Isotachophoresis (ITP) is an electric field-based focusing and separation technique utilizing two buffers in which one has a high-mobility leading electrolyte (LE) and the second has a relatively low-mobility trailing electrolyte (TE). The self-sharpening and moving interface between the TE and LE is associated with a sharp electric field gradient. Sample molecules with intermediate mobilities between those of TE and LE accumulate at the TE-to-LE interface as peak-mode ITP.¹ Anionic peak-mode ITP can selectively preconcentrate nucleic acids while excluding contaminants such as cell debris or proteins.² With its high extraction efficiency, selectivity, and compatibility with several lysis methods, ITP-based nucleic acid purification has been applied to a broad range of samples including blood, urine, saliva, and cell lysate.^3–5

Coupling ITP with sieving matrices enables size-selective purification of nucleic acids.^5–9 Sieving matrices decrease nucleic acid mobilities in a size-dependent manner, yet have minimal effect on the mobility of small ions.¹⁰ Previous approaches using a sieving matrix for size-selection achieved exclusion of RNAs >40 nt with 5.5% PVP,^6,7 miRNA detection with 4% polyacrylamide,⁹ and exclusion of 66 nt synthetic RNA with 30% Pluronic F-127.⁵ ITP sample focusing can also be used with ‘spacer ions’ to create separation of mixed samples.¹¹ In the latter mode, multiple peak-mode ITP zones are separated from each other by the spacer ion zones in plateau mode.

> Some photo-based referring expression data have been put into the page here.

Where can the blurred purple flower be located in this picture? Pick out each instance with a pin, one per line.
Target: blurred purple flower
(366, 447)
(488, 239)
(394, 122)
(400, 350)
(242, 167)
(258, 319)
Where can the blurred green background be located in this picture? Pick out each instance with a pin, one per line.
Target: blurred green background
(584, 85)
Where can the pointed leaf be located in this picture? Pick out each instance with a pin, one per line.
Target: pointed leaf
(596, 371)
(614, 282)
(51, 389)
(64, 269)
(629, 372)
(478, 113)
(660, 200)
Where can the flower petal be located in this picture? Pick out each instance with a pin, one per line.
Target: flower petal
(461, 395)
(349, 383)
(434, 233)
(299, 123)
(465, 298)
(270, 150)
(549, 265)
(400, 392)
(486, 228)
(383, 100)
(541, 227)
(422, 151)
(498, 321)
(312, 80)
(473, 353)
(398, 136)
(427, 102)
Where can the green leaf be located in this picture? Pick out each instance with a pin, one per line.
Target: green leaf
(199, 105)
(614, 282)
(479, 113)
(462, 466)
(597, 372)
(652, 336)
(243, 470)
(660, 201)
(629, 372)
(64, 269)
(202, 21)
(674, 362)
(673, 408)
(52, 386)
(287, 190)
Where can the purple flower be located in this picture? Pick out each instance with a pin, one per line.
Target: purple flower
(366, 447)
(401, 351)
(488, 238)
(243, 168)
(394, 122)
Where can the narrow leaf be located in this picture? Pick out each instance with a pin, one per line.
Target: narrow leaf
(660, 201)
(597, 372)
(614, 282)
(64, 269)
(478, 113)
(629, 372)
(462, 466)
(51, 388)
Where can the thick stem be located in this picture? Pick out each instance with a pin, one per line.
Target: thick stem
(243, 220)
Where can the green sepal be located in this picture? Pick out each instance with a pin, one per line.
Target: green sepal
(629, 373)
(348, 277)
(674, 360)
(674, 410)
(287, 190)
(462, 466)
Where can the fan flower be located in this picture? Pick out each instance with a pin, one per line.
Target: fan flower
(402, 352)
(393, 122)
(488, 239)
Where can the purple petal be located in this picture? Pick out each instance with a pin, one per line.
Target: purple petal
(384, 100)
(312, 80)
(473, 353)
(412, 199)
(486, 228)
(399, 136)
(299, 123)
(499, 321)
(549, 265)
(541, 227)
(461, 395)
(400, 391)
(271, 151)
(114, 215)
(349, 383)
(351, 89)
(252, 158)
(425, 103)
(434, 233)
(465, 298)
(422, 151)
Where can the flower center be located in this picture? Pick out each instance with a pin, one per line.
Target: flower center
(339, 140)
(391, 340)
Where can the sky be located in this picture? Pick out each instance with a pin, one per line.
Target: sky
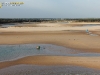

Previous studies have shown separation of single- and double-stranded DNA by a single spacer zone⁸ and separation of multiple serum lipoproteins by several spacer zones formed by a carrier ampholyte.¹²

ITP-extracted nucleic acids are compatible with downstream analyses such as RT-qPCR,^13,14 microarray hybridization¹⁵ and sequencing.^16,17 Among these methods, sequencing offers unmatched advantages including digital quantification, the ability to identify novel transcripts, high throughput, and single-base resolution.¹⁸ Many sequencing-based methods have been developed to address a wide range of questions in RNA biology.¹⁹ For example, UV cross-linking and immunoprecipitation (CLIP-Seq)²⁰ and RNA immunoprecipitation followed by deep sequencing (RIP-Seq)²¹ measure protein–RNA interactions. Similarly, sequencing based methods can probe RNA secondary structure²² or unveil mRNA fragment sequences protected by ribosomes during translation.²³ All of these approaches require extraction of specific-size RNA fragments with as high yield as possible. Compared to conventional sample preparation methods such as column-based RNA purification followed by gel electrophoresis, ITP purification has the potential to offer higher yield especially with lower input amounts and shorter nucleic acids.^5,17 Furthermore, ITP may provide better consistency, fewer hands-on steps, and faster processing time.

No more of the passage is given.